As a company, we govern three systems, developed with modern software engineering practices: the open-loop ticketing system and the mobility analytics system, which were successfully deployed in Sofia, as well as the waste management system, currently deployed in Sofia, Montana, Veliko Tarnovo, Albacete, Burgas, and Vidin.

Some of these systems are used by thousands of users every day, and process financial information as well. Thus, they are developed with production standards in mind. We are excited about extreme observability and monitoring of performance data (metrics, logs, etc) in order to understand the internal state of the complex systems we manage. Furthermore, we utilise the CI/CD philosophy and the DevOps principles to keep our deployment pipelines smooth and bridge the gap between the development of the system and the management of its platform and infrastructure.

Our architecture philosophy is based on evolutionary principles. We aim to create the correct architectural constraints through an appropriate selection of technologies and design patterns, and to minimise the communication load by developing asynchronous event-driven systems, usually centered around an event-streaming platform, such as Apache Kafka.
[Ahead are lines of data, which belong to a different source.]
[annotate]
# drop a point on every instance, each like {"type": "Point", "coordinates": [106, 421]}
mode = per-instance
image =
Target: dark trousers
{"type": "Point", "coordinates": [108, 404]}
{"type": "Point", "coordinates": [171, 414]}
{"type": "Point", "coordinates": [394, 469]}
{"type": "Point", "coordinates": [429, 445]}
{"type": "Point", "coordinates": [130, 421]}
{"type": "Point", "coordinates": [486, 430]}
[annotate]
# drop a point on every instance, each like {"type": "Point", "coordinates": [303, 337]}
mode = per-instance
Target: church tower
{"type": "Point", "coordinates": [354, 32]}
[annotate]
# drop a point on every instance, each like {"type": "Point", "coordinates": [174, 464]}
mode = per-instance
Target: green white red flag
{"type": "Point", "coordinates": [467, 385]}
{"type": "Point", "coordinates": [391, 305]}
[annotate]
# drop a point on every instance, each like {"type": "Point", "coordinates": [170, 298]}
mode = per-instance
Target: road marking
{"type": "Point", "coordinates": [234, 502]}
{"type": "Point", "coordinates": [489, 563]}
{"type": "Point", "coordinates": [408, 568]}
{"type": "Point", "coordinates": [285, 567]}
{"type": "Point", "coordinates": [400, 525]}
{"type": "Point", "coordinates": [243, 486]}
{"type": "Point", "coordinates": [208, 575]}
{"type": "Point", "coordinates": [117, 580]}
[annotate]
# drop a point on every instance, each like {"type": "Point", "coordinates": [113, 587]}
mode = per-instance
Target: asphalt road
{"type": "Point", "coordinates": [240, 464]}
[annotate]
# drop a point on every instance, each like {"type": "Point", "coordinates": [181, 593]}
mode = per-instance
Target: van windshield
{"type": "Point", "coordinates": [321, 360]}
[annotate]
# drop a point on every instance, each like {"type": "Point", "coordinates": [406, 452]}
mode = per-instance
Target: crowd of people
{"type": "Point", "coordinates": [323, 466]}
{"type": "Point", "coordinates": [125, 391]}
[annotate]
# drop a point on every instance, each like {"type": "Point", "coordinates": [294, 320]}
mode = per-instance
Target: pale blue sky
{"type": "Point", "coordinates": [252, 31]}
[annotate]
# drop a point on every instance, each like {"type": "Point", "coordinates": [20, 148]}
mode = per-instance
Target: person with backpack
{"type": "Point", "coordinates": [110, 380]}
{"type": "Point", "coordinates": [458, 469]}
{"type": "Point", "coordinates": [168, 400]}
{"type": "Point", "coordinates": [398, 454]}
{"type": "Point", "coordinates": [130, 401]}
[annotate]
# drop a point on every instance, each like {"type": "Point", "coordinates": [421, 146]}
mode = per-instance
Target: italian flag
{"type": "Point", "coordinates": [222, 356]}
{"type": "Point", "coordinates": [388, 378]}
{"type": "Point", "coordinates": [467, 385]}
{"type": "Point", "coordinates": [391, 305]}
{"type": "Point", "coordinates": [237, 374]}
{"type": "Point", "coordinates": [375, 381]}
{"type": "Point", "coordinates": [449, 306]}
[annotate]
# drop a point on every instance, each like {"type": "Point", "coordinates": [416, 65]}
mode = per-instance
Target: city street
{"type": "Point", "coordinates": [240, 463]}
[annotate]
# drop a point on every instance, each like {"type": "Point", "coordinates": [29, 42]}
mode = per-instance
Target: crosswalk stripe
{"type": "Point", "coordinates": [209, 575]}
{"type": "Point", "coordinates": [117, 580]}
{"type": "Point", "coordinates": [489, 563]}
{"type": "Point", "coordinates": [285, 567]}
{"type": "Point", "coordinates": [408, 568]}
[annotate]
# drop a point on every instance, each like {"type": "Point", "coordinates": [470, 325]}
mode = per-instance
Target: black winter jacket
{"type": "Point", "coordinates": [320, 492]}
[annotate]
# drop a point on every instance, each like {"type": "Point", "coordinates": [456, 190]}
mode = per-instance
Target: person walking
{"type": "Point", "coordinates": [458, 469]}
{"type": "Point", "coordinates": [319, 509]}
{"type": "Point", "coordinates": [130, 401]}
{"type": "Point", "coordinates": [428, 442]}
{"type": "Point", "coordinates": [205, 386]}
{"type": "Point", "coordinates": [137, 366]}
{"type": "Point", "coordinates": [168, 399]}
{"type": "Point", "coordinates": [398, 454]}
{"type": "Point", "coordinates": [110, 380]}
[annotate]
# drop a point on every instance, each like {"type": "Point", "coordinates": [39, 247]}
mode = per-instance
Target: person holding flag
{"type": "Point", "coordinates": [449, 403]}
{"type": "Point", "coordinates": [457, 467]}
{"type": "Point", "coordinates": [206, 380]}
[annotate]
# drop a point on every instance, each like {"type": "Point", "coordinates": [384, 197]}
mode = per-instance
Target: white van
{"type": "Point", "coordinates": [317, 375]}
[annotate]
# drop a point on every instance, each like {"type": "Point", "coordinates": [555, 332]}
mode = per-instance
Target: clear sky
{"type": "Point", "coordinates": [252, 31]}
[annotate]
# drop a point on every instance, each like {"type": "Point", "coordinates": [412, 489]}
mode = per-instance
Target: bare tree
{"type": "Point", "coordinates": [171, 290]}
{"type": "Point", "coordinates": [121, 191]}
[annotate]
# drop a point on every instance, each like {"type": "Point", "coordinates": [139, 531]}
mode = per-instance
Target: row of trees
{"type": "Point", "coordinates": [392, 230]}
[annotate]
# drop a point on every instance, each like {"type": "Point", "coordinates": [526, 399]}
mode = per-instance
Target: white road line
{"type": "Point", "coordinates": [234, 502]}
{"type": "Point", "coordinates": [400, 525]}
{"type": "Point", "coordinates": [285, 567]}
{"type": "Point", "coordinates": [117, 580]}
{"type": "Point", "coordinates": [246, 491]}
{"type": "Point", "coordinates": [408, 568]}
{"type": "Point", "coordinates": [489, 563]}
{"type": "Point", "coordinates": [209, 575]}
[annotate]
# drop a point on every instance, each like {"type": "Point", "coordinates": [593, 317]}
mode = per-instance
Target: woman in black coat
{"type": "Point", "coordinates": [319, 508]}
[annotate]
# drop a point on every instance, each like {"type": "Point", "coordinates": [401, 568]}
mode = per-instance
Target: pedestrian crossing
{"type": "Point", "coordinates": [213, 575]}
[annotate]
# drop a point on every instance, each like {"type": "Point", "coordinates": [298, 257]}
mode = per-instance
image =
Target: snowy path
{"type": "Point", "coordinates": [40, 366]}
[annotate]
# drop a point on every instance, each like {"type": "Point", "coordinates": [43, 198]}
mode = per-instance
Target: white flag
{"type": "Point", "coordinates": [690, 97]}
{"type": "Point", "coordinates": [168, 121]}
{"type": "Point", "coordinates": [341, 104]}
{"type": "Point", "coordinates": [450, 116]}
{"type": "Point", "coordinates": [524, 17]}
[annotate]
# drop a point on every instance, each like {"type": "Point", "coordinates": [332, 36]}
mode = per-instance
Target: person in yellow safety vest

The topology of our micro- and nano-services evolves naturally, based on client or business-driven requirements, thus we are able to escape the curse of the waterfall planning method.

Over the years, we gained a deep expertise in modern cloud-native technologies, such as Apache Kafka, Apache Cassandra, Kubernetes, as well as data pipelining tools, such as Kafka Streams and Apache Airflow. We have experience at running our systems not only on the cloud but also on in-house infrastructure, constructed and maintained by our team.